The World War II destroyer USS Johnston was destroyed 75 years ago in the Pacific during the largest naval battle in history, the Battle of Leyte Gulf.

The ship sank four miles to the bottom of the ocean, with the loss of 186 of her crew.

Big-finned squid

The Bigfin squid, or Magnapinna, is known for its long arms and tentacles and can be up to 22 feet long, but the one seen last month was a juvenile so it wasn’t fully grown, only three inches long. .

An image of an adult large-finned squid is shown in the image.

An image of an adult large-finned squid is shown in the image.

During a series of dives, the former US Navy officers were able to relocate the USS Johnston and then spent several hours surveying and mapping the remains of the 376-foot-long ship.

Victor Vescovo, the American private equity investor, retired naval officer and underwater explorer who led the expedition, spoke to the BBC about the challenges in locating the wreck; he also shared the images with Jamison, which led to the discovery of the big-fin squid. .

However, the wreck was discovered in April 2021: the squid was seen during another dive on the wreck.

However, the wreck was discovered in April 2021: the squid was seen during another dive on the wreck.

The ship is famous for its brave action in the Battle of Samar.  Outgunned by the Japanese, the USS Johnston led an attack by a handful of lightships against a colossal fleet until she was surrounded.

The ship is famous for its brave action in the Battle of Samar. Outgunned by the Japanese, the USS Johnston led an attack by a handful of lightships against a colossal fleet until she was surrounded.

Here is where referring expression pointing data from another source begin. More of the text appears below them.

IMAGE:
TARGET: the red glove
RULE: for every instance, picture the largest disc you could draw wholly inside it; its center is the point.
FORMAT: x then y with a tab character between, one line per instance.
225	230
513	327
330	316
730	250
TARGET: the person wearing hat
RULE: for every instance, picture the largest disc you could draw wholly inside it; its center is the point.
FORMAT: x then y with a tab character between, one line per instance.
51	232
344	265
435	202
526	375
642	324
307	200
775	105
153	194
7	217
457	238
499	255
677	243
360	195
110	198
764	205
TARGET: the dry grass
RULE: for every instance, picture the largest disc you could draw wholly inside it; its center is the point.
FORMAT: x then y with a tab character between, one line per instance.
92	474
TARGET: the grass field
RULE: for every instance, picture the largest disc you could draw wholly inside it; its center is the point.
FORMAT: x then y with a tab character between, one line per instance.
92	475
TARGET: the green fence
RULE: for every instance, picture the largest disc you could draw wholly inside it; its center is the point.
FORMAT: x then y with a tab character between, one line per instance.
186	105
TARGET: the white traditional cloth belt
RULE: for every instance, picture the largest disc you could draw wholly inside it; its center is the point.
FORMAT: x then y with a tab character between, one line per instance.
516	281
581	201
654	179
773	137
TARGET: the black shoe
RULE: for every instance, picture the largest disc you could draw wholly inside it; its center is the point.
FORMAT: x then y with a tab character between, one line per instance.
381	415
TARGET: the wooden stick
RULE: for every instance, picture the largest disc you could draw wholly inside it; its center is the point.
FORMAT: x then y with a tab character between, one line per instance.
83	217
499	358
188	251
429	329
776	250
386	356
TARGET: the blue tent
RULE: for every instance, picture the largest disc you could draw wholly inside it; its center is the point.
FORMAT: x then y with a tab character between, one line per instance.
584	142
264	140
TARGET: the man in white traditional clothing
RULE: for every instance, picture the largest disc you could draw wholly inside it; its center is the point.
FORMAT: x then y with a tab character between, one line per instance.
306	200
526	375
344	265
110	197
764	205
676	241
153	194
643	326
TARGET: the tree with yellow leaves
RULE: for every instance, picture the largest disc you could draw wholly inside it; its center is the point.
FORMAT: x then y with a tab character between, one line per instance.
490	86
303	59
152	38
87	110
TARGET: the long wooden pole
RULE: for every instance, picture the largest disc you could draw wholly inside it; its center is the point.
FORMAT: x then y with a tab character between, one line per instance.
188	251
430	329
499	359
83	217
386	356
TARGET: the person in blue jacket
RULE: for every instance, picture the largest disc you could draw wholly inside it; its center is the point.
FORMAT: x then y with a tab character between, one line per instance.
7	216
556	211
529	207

“The wreck is so deep that there is very little oxygen down there, and although there is some contamination from marine life, it is remarkably well intact, except for the damage it took from the furious fighting,” he explained.

The ship is famous for its brave action in the Battle of Samar. Outgunned by the Japanese, the USS Johnston led an attack by a handful of lightships against a colossal fleet until she was surrounded.